Николсон с любопытством посмотрел на Сирана, а потом на Фарнхолма:

— О чем он говорит?

— Откуда, черт возьми, мне знать? — нетерпеливо ответил Фарнхолм. — Мы зря теряем время, Николсон. Дайте мне свой кольт.

— Нет.

— Ради бога, почему? Не будьте глупцом. Жизнь каждого из нас не стоит дуновения, гасящего свечу, пока этот тип находится в нашей шлюпке.

— Вполне вероятно, — согласился Николсон, — но положение, каким бы сильным оно ни было, не является доказательством.

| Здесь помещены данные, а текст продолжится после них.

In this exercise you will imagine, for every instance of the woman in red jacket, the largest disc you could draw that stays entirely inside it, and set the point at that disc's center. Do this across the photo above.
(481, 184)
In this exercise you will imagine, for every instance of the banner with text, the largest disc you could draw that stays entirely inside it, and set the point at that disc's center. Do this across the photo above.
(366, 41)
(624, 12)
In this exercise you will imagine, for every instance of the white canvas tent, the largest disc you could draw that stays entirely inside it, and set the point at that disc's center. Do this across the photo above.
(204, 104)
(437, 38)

Даже Сиран имеет право на разбирательство.

— Во имя неба! — Фарнхолм был совершенно обескуражен. — Разве вы не понимаете, что здесь не время и не место для этих старых англосаксонских понятий о честной игре и справедливости? Здесь не место и не время. Здесь вопрос выживания.

Николсон кивнул:

— Знаю, что это так. Сирану чужды эти понятия. Пожалуйста, вернитесь на свое место, бригадный генерал. Я не совсем безразличен к безопасности других пассажиров шлюпки. Перережьте там веревки, боцман, и свяжите этих трех людей. И если можно, покрепче.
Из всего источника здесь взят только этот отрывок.